Su nombre africano en Lisboa desierta
Tabú, la hermosa película de Miguel Gomes, ha supuesto para mí el reencuentro inesperado con Teresa Madruga, como quien vuelve a ver a una amiga perdida en la distancia. Al verla en su rol de santa laica, intentando ayudar a los desnortados, he recordado a la luminosa y sensual criadita que rescataba al Bruno Ganz de En la ciudad blanca, de Alain Tanner, y la cabeza me ha estallado en un cuántico juego de espejos, porque la mujer de Tabú me ha parecido la madre de aquella lejana muchacha, y al mismo tiempo he creído ver la proyección inversa, el personaje de En la ciudad blanca varado en el presente de Tabú pero enviando mensajes de un tiempo a otro, como si fugazmente pero de modo imborrable reapareciera aquel fulgor y también su nostalgia.
Quizás esto haya sucedido así porque Miguel Gomes me ha hecho entrar en su cámara de ecos, lo cual no haría sino ratificar su enorme logro artístico.
La muchacha de Tanner se llamaba Rosa; la mujer madura de Gomes se llama Pilar, pero para mí están ya unidas para siempre. Rosa vivía en un territorio donde pasaban cosas, o su cuerpo hacía que pasaran: el país del deseo. Pilar habita ahora en una zona deslustrada, un presente sin historias donde todo parece haber sucedido ya, en el que hay una sirvienta negra que apenas habla, una anciana que solo parece seguir el dictado de sueños confusos y un pintor que regala cuadros que a nadie gustan, que Pilar cuelga únicamente cuando él la visita. En una de las grandes escenas de Tabú, Pilar llora en un cine ante una película que no vemos, escuchando la versión española de Be my baby, y es inevitable preguntarse a qué historia, a qué deseo perdido van unidas esas lágrimas.

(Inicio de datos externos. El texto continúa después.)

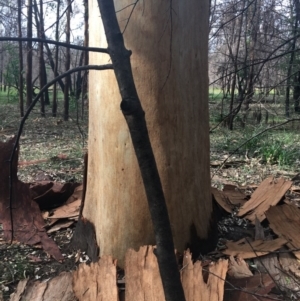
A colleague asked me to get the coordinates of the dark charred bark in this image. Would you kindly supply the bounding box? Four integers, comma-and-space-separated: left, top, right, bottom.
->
98, 0, 185, 301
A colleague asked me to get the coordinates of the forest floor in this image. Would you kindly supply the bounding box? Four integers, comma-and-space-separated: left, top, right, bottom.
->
0, 99, 300, 301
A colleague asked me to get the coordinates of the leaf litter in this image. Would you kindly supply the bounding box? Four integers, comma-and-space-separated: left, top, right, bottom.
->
0, 102, 300, 300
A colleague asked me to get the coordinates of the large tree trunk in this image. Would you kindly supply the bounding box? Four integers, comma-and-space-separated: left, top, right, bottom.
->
83, 0, 212, 266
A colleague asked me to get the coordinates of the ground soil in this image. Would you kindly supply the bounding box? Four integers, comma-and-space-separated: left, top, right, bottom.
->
0, 103, 295, 300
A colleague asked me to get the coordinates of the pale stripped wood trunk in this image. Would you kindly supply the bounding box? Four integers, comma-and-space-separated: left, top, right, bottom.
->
83, 0, 212, 265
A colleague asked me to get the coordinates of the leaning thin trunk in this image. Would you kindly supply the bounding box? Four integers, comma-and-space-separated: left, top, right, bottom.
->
17, 0, 24, 117
52, 0, 60, 117
64, 0, 71, 121
26, 0, 32, 107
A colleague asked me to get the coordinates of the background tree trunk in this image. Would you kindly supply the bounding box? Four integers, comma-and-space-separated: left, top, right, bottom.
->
17, 0, 24, 117
26, 0, 32, 108
83, 0, 212, 266
64, 0, 72, 121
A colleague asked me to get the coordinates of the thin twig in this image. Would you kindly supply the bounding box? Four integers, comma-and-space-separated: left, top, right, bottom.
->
0, 37, 108, 54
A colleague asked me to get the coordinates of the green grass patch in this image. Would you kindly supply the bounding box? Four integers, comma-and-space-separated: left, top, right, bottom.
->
211, 126, 300, 167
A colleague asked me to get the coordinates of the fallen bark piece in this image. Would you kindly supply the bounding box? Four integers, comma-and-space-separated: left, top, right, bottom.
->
180, 250, 228, 301
10, 272, 75, 301
73, 256, 118, 301
238, 177, 293, 223
30, 181, 79, 210
0, 139, 64, 261
223, 184, 247, 206
47, 220, 75, 234
212, 184, 246, 213
224, 274, 276, 301
228, 256, 253, 279
266, 204, 300, 259
48, 200, 81, 219
125, 246, 165, 301
125, 246, 228, 301
211, 187, 234, 213
222, 238, 287, 259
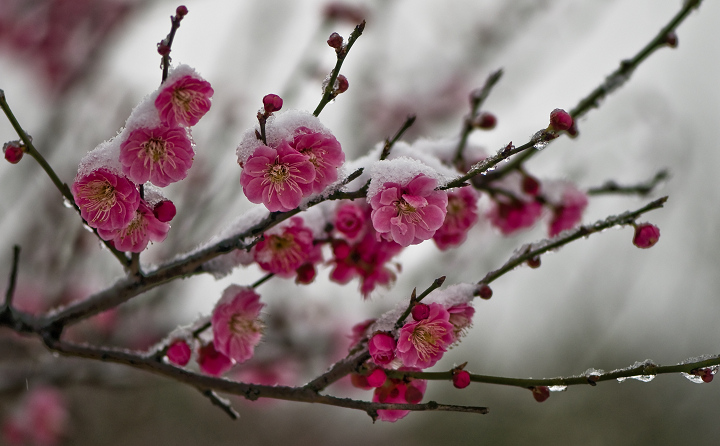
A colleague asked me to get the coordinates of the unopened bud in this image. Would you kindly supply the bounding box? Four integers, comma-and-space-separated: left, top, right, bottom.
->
263, 94, 282, 113
550, 108, 573, 131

En 'Tabú' hay dos películas, dos historias, dos territorios
En Tabú hay dos películas, dos historias, dos territorios. O una película soñada por otra, como decía Jordi Costa en su crítica, citando una afortunada frase de Mar Diestro-Dópido. El propio Miguel Gomes decía en una entrevista que la segunda parte, que narra un amor adúltero en el presunto paraíso perdido del pasado colonial portugués, es una especie de regalo para los personajes de la primera, tan necesitados de relatos. Suelo preferir películas más dinámicas, pero Tabú exige ese doble tempo —el del presente desolado, el del pasado tumultuoso— para que se interfecunden, para que dejen sus respectivos posos en la memoria. Invierno en la primera parte, verano eterno en la segunda, cuando todavía había tiempo para mirar las nubes e inventarles formas de animales, cuando el blanco y negro parecía una forma purísima de color.

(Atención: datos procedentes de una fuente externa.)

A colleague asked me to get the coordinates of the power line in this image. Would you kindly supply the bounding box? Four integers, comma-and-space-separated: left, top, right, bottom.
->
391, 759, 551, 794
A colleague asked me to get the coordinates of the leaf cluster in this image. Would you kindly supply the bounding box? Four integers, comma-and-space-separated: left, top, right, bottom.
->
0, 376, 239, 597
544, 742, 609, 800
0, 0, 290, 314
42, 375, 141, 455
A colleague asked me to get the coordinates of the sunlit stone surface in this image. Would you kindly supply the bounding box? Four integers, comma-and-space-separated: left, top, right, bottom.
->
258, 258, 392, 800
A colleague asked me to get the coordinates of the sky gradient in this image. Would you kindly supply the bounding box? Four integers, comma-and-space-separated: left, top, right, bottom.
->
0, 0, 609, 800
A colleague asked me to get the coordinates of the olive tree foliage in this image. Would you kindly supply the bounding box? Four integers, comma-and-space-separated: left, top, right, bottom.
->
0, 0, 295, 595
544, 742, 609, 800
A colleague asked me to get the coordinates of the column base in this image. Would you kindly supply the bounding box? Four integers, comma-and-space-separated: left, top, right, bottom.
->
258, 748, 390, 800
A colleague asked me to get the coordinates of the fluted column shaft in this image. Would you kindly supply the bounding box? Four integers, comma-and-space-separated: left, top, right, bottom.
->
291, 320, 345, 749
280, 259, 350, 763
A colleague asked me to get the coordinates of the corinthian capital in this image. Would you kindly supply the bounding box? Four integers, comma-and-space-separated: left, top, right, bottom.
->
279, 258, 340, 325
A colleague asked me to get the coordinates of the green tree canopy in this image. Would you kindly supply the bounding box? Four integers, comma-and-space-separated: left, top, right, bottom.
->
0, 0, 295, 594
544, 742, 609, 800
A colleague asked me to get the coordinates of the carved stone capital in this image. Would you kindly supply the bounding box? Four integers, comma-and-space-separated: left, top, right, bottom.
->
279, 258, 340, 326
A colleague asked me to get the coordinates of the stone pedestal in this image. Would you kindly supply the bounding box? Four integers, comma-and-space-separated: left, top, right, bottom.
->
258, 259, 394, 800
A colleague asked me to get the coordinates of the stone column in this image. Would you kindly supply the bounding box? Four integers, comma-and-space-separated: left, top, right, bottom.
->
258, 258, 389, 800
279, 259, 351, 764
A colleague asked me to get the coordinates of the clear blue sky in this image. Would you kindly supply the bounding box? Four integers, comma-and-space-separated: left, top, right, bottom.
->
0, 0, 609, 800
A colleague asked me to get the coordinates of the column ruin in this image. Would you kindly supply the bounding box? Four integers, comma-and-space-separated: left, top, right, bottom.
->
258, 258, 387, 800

También la mirada de Gomes es contagiosa, porque el pasaje de un reino a otro se produce en la selva jibarizada de un centro comercial que abre el portal de la evocación, y ayer volví a sentir esa juntura al entrar en la estación de Atocha, con sus palmeras y plataneros trepando hacia la bóveda, con sus tortugas letárgicas, girando en círculos, como ese cocodrilo, emblema del deseo, que en la primera parte está disecado y en la segunda quiere abrirse paso como sea.

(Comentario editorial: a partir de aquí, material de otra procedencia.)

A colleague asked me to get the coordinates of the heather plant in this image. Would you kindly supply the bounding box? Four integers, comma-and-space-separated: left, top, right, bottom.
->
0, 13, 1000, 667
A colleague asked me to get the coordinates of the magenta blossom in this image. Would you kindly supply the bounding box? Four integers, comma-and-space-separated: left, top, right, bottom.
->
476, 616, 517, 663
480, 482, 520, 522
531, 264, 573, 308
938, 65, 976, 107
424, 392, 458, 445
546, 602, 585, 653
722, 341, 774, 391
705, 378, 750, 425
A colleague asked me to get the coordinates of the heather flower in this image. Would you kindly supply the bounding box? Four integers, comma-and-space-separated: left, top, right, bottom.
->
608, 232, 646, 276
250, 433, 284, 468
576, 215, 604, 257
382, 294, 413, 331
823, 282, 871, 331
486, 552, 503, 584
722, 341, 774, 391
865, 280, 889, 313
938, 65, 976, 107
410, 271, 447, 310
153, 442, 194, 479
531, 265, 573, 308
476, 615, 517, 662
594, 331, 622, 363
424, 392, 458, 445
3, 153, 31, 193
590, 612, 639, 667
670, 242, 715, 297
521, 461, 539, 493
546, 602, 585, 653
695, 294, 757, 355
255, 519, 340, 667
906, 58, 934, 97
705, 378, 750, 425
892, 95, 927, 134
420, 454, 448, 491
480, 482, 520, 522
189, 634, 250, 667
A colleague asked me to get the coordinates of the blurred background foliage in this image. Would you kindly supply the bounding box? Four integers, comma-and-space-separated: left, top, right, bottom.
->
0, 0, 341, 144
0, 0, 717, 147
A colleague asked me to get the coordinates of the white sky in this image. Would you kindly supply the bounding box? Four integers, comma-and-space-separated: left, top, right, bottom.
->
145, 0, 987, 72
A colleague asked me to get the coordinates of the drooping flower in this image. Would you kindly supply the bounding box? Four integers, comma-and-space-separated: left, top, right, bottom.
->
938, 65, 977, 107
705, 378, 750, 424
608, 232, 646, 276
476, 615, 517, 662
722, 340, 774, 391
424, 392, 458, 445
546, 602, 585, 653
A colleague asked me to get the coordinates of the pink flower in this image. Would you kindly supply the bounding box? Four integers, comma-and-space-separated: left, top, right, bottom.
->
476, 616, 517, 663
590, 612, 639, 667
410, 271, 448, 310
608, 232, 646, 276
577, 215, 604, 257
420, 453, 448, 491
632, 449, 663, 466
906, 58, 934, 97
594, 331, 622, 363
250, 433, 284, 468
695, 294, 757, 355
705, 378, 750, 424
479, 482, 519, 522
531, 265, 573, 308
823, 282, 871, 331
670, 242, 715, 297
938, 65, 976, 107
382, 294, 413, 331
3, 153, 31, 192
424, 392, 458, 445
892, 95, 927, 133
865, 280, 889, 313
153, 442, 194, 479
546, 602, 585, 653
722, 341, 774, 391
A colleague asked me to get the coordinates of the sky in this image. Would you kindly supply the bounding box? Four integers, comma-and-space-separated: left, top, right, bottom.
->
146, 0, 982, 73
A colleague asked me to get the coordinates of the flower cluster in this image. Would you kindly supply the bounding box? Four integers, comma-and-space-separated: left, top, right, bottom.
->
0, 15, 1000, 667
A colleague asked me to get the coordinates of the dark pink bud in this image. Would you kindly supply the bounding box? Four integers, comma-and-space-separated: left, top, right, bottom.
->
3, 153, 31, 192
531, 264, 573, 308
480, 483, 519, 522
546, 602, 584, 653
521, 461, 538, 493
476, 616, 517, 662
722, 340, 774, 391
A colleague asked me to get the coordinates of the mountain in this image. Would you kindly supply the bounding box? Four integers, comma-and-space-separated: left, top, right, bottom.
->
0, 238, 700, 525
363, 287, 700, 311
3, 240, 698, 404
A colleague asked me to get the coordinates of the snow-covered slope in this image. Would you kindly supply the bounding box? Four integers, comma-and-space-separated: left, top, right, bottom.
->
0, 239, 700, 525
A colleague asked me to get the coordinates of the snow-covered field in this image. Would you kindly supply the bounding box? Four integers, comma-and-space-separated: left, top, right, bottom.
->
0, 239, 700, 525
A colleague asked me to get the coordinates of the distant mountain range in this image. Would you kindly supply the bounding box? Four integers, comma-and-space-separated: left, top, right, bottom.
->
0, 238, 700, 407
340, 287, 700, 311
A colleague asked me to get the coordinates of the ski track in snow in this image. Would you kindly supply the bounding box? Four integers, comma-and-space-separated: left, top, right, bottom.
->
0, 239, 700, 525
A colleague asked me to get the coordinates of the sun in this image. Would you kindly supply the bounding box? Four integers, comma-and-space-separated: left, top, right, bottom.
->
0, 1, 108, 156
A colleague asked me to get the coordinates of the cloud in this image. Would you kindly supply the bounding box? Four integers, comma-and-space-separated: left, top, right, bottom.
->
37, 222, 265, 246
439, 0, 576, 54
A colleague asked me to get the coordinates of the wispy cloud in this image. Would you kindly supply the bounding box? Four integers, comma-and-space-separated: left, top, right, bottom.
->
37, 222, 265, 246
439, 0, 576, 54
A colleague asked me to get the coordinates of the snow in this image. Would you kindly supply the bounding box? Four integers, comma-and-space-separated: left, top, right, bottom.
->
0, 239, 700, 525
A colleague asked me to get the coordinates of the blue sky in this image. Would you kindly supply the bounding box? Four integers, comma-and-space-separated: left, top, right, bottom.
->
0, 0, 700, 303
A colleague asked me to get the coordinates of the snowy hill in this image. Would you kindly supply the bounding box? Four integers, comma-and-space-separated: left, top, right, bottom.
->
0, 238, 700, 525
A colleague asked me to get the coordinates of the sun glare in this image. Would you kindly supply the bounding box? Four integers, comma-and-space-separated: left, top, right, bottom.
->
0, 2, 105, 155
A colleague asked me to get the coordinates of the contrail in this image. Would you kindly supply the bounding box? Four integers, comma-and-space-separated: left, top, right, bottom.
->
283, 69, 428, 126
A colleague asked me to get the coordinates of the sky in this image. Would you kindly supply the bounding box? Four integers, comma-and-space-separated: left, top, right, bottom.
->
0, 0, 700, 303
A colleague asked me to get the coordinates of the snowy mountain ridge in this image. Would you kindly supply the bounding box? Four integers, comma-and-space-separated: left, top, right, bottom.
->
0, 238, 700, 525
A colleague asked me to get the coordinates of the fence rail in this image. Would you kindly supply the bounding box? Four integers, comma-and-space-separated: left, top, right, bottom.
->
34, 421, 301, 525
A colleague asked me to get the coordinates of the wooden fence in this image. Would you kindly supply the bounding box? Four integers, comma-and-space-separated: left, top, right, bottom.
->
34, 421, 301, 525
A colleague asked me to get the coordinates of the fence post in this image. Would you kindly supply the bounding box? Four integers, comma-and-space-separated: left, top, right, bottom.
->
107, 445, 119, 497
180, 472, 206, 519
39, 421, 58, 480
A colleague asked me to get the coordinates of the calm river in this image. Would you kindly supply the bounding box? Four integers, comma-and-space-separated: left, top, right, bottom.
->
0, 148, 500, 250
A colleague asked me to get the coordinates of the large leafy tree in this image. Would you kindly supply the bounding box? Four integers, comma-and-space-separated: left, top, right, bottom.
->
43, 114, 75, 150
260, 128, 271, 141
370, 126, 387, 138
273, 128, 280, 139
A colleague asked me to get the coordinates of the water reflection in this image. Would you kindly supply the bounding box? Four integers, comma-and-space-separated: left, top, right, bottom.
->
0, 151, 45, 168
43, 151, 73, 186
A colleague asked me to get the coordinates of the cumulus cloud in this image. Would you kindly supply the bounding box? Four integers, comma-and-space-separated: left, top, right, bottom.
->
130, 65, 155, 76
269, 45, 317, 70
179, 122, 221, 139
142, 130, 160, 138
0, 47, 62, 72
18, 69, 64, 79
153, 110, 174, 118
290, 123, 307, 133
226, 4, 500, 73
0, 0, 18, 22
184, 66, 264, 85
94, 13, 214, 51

Viendo Tabú he pensado en Isak Dinesen, y en el Manuel Puig de Sangre de amor correspondido, y en el Jacinto Esteva de El encargo del cazador, soñando con África mientras recorría una y otra vez, como un animal enjaulado, el pasillo terminal de su piso barcelonés, y pensé luego en Marguerite Duras, que contó en India song la historia de una pasión imposible y colonial y tiempo después rodó Son nom de Venise dans Calcutta desert, su anverso, su contratipo, en las ruinas del decorado, con los mismos diálogos como voces fantasmales flotando en una mansión abandonada. Demasiados fantasmas, demasiados espejos sombríos, según sentencia del tiempo. Prefiero los retornos de lo vivo lejano: al principio he hablado de fulgor, y no quiero olvidar que en Tabú flamea para mí esa forma de inmortalidad cuando en una esquina de la película emerge Rosa, y me maravilla poder atrapar destellos de su antigua gracia (una mirada, una sonrisa, un gesto adolescente) en el cuerpo maduro de Pilar.